Gli studi degli ultimi anni hanno pubblicizzato i benefici degli antiossidanti così spesso che molte persone ora considerano sgranocchiare cioccolato fondente e mirtilli tanto da far parte della loro dieta preventiva per la salute quanto basta per fare abbastanza esercizio fisico. E questo equilibrio può essere una buona cosa, perché anche se i mirtilli e il cioccolato possono essere buoni per te, possono anche essere ricchi di calorie, quindi se ne mangi molti, probabilmente hai bisogno di tutto l'esercizio che puoi ottenere.

L'intera mania antiossidante si basa sull'idea che aiutano il tuo corpo a proteggere e riparare le cellule riducendo il numero di radicali liberi che causano il danno, causando invecchiamento, danni ai tessuti e malattie come il cancro. Ma la maggior parte degli studi sugli antiossidanti sono stati tutt'altro che definitivi, perché ci sono state poche tabelle accurate che elencano valori antiossidanti realistici per i cibi comuni. Tali tavoli erano difficili da creare perché è difficile separare gli stessi antiossidanti dal riposo del cibo, e quindi determinare quali benefici derivano, per esempio, dalla piccola percentuale di un mirtillo che è un antiossidante e che proviene dal resto del mirtillo.

Gli antiossidanti proteggono davvero da ictus e demenza?

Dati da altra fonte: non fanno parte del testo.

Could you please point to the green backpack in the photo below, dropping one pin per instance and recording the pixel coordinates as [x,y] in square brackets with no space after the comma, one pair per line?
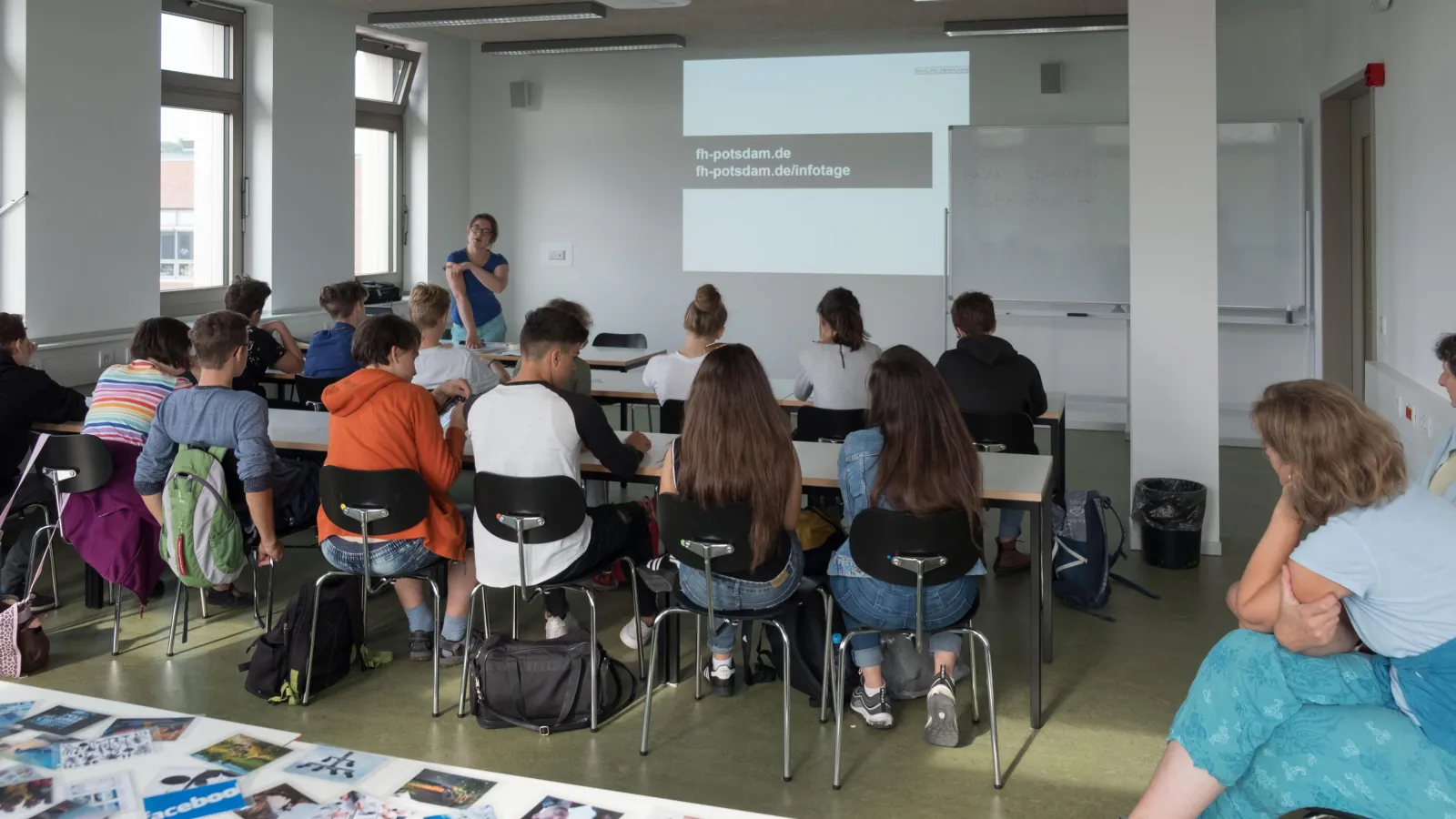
[201,538]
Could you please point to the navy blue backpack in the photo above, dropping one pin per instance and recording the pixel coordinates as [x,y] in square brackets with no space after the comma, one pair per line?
[1081,560]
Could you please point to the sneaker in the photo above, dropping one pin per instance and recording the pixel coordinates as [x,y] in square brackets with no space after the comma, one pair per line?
[420,646]
[721,678]
[557,627]
[230,598]
[633,632]
[875,710]
[939,724]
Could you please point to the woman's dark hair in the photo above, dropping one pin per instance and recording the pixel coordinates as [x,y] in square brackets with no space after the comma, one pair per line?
[247,295]
[165,341]
[1446,350]
[928,462]
[379,336]
[839,308]
[706,315]
[495,227]
[735,443]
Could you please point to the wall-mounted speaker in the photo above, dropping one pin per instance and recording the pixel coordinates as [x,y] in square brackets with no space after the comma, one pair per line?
[521,94]
[1052,77]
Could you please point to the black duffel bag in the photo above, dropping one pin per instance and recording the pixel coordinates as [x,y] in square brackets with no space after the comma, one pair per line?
[545,685]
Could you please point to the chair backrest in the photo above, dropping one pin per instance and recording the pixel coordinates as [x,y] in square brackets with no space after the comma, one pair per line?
[877,537]
[402,493]
[84,455]
[1011,433]
[684,526]
[310,390]
[827,424]
[555,499]
[630,339]
[672,417]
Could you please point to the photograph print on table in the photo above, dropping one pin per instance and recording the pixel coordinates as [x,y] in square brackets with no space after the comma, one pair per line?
[278,802]
[555,807]
[164,729]
[12,712]
[337,763]
[444,790]
[85,753]
[242,753]
[62,720]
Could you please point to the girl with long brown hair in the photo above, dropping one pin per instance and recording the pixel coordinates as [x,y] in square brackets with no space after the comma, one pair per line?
[735,448]
[916,457]
[1376,569]
[836,368]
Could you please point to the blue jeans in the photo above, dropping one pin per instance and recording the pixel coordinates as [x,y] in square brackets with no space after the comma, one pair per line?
[492,329]
[874,603]
[1011,523]
[386,559]
[732,595]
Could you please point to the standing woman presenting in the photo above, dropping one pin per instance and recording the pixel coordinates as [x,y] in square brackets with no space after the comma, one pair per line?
[475,276]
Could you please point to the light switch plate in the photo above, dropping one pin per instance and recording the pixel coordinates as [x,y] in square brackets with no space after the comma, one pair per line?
[557,254]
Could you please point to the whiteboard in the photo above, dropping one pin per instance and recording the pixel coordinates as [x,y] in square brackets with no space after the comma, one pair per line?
[1041,213]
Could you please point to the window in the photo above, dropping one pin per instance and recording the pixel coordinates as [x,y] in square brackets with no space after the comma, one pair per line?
[383,73]
[201,149]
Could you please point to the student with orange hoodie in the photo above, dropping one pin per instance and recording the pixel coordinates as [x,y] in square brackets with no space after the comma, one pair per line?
[382,421]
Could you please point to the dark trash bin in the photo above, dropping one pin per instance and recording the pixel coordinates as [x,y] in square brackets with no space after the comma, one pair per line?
[1169,516]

Alcuni scienziati hanno cercato di standardizzare la ricerca antiossidante sviluppando la scala ORAC (Oxygen Radical Absorbance Capacity), una misura di provetta che determina l'efficienza antiossidante degli alimenti; in teoria, maggiore è il punteggio, maggiore è il valore antiossidante di un alimento. Ma questi alimenti sono tutti misurati in base al peso, quindi come si fa a confrontare legittimamente un alimento come l'uva (che pesa di più perché contiene molta acqua) con l'uvetta (che pesa meno perché contengono pochissima acqua) e determina le dimensioni della porzione di ciascuno che può essere paragonato in modo significativo?

Uno studio per valutare il reale valore preventivo degli antiossidanti

I ricercatori della Harvard Medical School e dell'Erasmus Medical Center di Rotterdam, Paesi Bassi, hanno deciso di affrontare la ricerca antiossidante da una nuova prospettiva. Quando si affronta il rischio di ictus e demenza, si basa la ricerca sui singoli nutrienti (antiossidanti specifici) o sulla capacità totale della dieta dei soggetti in termini di antiossidanti? Hanno seguito 5.400 soggetti per quasi 14 anni, valutando i loro totale livelli di assunzione di antiossidanti come bassi, moderati o alti.

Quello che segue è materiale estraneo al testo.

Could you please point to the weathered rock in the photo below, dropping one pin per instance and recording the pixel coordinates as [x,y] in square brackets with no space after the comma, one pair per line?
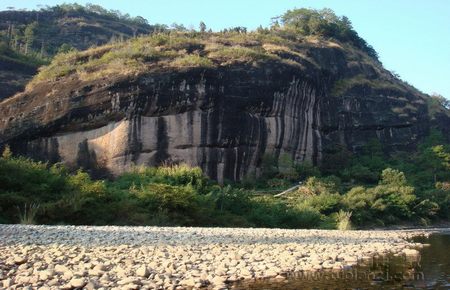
[223,119]
[77,282]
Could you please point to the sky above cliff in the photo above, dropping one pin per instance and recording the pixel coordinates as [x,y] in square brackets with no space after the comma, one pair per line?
[412,37]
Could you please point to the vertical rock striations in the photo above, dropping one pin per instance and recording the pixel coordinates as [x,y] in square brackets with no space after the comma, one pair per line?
[223,119]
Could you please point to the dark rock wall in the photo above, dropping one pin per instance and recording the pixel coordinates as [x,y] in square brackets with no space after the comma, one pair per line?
[223,120]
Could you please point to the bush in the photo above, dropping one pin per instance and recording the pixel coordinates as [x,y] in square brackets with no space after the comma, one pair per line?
[343,220]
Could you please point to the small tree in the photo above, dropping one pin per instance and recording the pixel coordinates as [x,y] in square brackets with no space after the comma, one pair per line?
[202,26]
[7,154]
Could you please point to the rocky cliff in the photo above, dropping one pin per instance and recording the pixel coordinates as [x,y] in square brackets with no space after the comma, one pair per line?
[214,104]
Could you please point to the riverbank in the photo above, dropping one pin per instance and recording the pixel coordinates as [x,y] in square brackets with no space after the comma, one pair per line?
[67,257]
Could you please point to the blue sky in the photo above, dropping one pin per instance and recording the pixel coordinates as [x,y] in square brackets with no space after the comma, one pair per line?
[412,37]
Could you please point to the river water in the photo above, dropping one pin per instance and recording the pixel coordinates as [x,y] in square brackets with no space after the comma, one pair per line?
[429,270]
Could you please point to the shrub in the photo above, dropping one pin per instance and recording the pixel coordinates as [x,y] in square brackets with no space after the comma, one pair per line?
[192,60]
[343,220]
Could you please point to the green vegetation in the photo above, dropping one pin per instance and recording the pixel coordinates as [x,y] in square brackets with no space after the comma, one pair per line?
[326,24]
[288,43]
[402,188]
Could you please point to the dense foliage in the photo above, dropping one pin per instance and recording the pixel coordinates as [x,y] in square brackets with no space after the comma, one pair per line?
[402,188]
[325,23]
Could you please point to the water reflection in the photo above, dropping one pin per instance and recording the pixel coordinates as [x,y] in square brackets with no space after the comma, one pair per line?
[428,270]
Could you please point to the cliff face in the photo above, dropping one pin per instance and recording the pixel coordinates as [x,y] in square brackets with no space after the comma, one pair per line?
[223,118]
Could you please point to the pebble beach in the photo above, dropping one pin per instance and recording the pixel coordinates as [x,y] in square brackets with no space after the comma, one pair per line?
[113,257]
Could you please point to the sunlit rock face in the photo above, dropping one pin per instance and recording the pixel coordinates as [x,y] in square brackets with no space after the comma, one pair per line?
[222,119]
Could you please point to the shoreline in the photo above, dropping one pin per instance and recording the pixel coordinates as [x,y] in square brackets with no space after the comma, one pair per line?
[124,257]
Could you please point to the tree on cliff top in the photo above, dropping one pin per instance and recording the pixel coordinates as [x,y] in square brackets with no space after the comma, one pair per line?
[324,23]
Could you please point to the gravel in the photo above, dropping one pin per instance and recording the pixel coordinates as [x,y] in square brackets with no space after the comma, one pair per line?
[71,257]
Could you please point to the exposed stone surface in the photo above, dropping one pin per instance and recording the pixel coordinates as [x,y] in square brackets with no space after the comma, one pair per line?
[223,119]
[166,258]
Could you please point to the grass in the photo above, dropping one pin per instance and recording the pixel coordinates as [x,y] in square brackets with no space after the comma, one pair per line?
[343,220]
[192,61]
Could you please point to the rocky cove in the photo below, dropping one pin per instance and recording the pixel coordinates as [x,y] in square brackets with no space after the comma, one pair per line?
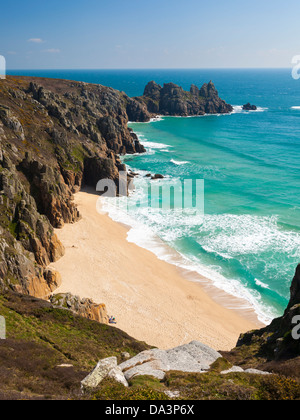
[57,135]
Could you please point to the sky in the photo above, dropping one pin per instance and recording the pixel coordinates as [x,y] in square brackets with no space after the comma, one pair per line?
[134,34]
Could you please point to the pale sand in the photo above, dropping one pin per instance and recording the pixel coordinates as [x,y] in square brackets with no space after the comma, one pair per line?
[151,299]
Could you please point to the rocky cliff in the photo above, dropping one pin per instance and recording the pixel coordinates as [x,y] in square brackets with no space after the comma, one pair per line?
[172,100]
[274,348]
[54,136]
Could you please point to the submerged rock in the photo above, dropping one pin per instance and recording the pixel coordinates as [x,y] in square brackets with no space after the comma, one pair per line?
[194,357]
[249,107]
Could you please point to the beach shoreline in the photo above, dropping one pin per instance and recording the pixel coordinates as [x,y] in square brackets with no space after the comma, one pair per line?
[152,300]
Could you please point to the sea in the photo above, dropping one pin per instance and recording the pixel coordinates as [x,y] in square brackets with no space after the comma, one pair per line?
[247,239]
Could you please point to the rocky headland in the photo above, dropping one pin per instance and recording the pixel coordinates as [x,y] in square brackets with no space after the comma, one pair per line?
[55,136]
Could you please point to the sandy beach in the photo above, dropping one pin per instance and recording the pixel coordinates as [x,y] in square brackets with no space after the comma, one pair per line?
[152,300]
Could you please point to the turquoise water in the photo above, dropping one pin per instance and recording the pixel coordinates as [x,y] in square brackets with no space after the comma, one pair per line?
[249,239]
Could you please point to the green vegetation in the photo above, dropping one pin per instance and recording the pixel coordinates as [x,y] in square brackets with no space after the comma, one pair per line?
[40,339]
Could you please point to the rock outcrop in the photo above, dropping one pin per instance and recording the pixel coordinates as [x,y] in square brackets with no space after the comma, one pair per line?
[249,107]
[172,100]
[273,348]
[194,357]
[55,136]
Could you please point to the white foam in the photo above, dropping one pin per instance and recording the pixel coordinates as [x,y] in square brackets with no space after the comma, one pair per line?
[146,237]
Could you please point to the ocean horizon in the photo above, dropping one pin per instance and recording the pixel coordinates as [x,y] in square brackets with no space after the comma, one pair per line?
[249,241]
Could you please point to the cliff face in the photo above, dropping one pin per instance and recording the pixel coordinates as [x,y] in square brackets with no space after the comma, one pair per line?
[174,101]
[54,136]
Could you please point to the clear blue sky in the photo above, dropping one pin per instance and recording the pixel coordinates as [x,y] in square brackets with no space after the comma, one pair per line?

I loro risultati indicano che il livello totale di antiossidanti consumati da una persona non sembra avere alcun effetto significativo sul loro rischio di avere un ictus o sviluppare demenza. Inoltre, hanno scoperto che la maggior parte dell'assunzione totale di antiossidanti dei loro soggetti proveniva da tè o caffè, che sembra non avere alcun effetto sul rischio di ictus o demenza. Circa 600 soggetti hanno avuto un ictus durante lo studio e altri 600 hanno sviluppato demenza, ma i ricercatori non sono riusciti a trovare alcuna associazione tra il consumo totale di antiossidanti e un rischio ridotto di entrambe le malattie.

Come afferma l'autrice Elizabeth Devore, "Questi risultati sono interessanti perché altri studi hanno suggerito che gli antiossidanti possono aiutare a proteggere da ictus e demenza. È possibile che antiossidanti individuali, o gli alimenti principali che contribuiscono a questi antiossidanti, piuttosto che il livello di antiossidanti totale nel dieta - contribuisce al minor rischio di demenza e ictus trovati in studi precedenti. "

Tutti gli antiossidanti non sono uguali

Il risultato più importante dello studio è che i ricercatori non possono più supporre che tutti gli antiossidanti siano ugualmente validi; in questo studio il 90% dell'assunzione di antiossidanti dei soggetti proveniva da caffè e tè, che non avevano alcun effetto su ictus o demenza. In altre parole, sebbene come indicato da studi precedenti, potrebbero esserci alcuni benefici preventivi derivanti dal seguire una dieta mediterranea ad alto contenuto di antiossidanti, la i singoli alimenti stessi può fornire più benefici rispetto ai nutrienti antiossidanti isolati in essi.

Quindi, mentre mangiare una dieta mediterranea ricca di frutta, verdura e altri cibi ricchi di antiossidanti può, infatti, essere utile per te e aiutare a prevenire certe malattie, il consumo di quantità simili di integratori antiossidanti probabilmente non avrebbe lo stesso effetto. Questo studio sembra indicare che il beneficio deriva dagli alimenti nel loro insieme, non dalla percentuale di antiossidanti che contengono.